How not to let a divorce wreck your career

man and woman getting a divorce

Couple with divorce contract and ring on desk. Divorce

Going through a divorce is stressful – and there is no doubt you may be feeling insecure and overwhelmed on many fronts, including your professional life. You may not feel up to working, but it could also be a time when you do need to earn money – to pay the bills and legal fees.

Even though 10 out of 1,000 couples divorce in the UK, according to government statistics, and it is widely acknowledged that divorce has an impact on productivity levels at work, it is not something that is often talked about openly. Ann Corrigan, founder of Clarity Family Law, shares some advice for dealing with your divorce in the workplace. 

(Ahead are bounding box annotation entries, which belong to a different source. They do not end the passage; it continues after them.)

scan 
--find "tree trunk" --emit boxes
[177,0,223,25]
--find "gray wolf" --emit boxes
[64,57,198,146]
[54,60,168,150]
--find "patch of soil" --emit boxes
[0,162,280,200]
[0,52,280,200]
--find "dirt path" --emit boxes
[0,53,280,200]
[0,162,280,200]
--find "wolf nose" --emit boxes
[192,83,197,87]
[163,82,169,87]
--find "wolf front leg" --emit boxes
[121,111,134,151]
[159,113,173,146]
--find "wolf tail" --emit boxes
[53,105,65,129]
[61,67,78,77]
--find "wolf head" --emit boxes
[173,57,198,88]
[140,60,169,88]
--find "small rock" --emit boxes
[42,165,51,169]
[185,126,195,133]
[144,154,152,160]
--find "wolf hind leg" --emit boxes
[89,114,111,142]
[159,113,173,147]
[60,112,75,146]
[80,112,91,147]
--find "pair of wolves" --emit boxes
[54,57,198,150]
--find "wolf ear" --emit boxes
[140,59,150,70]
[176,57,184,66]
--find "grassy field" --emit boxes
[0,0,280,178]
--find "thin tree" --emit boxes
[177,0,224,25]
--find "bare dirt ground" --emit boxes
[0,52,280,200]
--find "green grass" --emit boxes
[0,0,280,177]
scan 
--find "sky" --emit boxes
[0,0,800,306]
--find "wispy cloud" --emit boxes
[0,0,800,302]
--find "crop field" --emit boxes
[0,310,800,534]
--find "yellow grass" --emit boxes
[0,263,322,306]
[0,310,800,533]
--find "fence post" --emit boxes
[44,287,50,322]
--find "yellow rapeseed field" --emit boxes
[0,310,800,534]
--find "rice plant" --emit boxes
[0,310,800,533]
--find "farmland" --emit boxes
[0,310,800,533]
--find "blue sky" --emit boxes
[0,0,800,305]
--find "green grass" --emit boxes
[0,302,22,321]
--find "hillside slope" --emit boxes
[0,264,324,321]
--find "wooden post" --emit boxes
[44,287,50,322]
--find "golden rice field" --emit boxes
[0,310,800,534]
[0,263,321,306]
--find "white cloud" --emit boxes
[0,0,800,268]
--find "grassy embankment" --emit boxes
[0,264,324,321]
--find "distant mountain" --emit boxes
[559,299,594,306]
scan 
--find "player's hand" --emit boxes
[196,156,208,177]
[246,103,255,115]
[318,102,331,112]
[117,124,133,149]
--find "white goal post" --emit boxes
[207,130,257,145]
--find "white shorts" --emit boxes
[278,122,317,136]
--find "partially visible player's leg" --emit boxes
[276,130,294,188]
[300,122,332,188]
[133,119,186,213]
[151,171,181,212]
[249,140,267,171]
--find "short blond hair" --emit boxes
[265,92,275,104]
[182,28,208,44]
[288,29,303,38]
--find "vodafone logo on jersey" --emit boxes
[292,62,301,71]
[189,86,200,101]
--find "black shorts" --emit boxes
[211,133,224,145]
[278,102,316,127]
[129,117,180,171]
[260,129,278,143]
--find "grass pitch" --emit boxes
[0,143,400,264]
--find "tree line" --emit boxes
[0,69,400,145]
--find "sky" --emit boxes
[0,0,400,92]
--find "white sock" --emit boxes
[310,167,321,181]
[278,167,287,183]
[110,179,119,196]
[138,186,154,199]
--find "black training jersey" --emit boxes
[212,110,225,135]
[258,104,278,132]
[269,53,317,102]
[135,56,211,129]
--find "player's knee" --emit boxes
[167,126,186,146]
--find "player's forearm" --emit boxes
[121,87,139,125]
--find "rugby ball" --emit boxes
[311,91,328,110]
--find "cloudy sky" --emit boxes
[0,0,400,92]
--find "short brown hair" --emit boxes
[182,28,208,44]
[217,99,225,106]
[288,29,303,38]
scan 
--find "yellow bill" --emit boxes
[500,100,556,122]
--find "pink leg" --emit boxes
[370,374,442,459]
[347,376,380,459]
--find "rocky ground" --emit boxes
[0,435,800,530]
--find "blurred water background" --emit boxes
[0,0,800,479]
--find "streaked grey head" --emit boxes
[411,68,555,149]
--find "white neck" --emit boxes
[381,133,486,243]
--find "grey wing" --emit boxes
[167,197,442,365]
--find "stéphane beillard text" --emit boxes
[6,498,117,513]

Expect things to be difficult: Don’t be unrealistic and put yourself under too much pressure. You are likely to be going through a grieving process, which takes time and accepting that you’re not going to be firing on all cylinders for some time will mean that you don’t add to your stress by expecting yourself to be perfect at this time.

Be open with your boss: There is no legal obligation to tell your boss that you’re going through a divorce, but if your boss is aware of what you’re going through, he or she may be more sympathetic to your situation. This could be very helpful when you need to ask for time off work to attend mediation meetings or when you need more flexibility after changes in parenting, for example.

How to break the news: Ask for a meeting and be straight with your boss. Explain you are going through a divorce and that you may need some time off or some flexibility for a few months until the dust has settled. Stay professional, don’t divulge personal details and don’t become emotional. Also reassure the boss that you are determined not to let this interfere with your performance.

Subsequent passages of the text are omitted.